Perhaps he was not destined to hear the bells. Perhaps the legend was untrue. It was his final day, and he went to the shore to say goodbye to the sea and the sand and the wind and the coconut trees. He lay on the sand and, for the first time, really listened to the sound of the sea. It was the sound of silence. Soon he was so lost in that sound of silence that he was barely conscious of himself.

Then, in the depth of that silence, he heard it! The tinkle of a tiny bell, followed by another, and another, and another ... and soon every one of the thousand temple bells was pealing out in harmony, and his heart was rapt in joyous ecstasy. (DeMello, A., "The Song of the Bird"; Doubleday (adapted) – Preacher’s Illustration Service #1798).
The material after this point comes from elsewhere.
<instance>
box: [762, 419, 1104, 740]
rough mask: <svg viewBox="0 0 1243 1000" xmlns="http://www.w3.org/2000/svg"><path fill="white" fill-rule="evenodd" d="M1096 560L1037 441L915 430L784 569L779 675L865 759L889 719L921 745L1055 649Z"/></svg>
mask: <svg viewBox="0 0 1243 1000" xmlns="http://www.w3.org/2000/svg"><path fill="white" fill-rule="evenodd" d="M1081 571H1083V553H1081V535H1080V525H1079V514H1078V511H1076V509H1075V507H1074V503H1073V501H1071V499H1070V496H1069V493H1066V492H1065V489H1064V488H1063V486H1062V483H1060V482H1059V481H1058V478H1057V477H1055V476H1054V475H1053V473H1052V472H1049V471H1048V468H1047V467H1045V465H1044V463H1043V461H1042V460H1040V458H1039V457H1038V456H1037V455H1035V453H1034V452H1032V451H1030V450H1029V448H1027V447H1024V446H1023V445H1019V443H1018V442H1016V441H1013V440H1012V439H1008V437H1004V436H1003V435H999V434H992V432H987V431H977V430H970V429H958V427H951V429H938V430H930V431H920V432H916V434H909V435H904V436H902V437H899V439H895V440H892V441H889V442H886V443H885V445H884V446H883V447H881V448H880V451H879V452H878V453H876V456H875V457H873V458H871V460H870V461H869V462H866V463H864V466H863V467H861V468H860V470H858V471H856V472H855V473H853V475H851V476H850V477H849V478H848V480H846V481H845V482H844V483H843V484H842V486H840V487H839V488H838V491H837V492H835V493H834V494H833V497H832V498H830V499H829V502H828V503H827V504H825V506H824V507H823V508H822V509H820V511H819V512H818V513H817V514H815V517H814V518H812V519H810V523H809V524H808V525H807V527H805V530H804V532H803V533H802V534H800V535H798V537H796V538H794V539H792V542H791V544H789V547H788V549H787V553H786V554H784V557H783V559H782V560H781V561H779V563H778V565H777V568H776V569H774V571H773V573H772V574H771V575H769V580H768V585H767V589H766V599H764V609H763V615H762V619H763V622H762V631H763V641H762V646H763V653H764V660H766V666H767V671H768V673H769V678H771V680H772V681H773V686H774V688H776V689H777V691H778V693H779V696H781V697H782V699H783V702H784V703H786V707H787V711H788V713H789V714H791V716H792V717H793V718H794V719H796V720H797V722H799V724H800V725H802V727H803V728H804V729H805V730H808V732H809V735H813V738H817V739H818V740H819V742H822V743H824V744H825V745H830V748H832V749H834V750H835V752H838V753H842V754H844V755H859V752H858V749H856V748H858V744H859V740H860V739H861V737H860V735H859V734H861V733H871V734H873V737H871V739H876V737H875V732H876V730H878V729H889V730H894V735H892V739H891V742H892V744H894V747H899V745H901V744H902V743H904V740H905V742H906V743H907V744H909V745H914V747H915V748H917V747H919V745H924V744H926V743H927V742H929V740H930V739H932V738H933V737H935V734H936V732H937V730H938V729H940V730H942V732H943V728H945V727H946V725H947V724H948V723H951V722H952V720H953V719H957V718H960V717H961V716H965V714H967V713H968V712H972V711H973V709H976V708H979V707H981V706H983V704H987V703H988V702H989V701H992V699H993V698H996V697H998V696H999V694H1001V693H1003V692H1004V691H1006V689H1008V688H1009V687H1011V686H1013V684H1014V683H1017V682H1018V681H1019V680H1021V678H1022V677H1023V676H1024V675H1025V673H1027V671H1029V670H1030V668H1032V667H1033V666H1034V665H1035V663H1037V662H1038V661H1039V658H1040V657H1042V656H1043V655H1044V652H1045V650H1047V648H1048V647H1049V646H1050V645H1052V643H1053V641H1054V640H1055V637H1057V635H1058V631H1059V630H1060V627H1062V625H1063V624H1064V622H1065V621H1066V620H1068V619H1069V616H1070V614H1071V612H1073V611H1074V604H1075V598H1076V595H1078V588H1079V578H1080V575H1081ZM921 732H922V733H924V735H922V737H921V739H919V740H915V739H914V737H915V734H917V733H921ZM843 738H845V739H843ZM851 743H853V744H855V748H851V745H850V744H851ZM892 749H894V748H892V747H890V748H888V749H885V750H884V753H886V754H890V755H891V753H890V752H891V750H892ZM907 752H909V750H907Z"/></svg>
Are we listening when God calls us? Do we recognize the message when it comes? Are we alert to the environment around us that can often be the answer to our prayers or the voice of God calling us

“Watch. Listen. The words to the next song you hear. The information in the next article you read. The story line of the next movie you watch. The chance utterance of the next person you meet. Or the whisper of the next river, the next ocean, the next breeze that caresses your ear…. I will speak to you if you will listen. I will come to you if you will invite me. I will show you then that I have always been there. All Ways.” (Conversations with God – Book 1 – Neale Donald Walsch)

Whether we believe it or not; whether we feel it or not; whether we act on the still, small voice we hear inside us or not, God still speaks to each of us and calls us to the tasks particularly suited to us. God still calls us to make this world a better place for ourselves and for others. God still calls us to show compassion to our fellow human beings. God still calls us to show God’s love and compassion for others in the ways in which we live our daily lives. God still calls us. The question is: are we listening? And even if we are listening, can we act? Amen.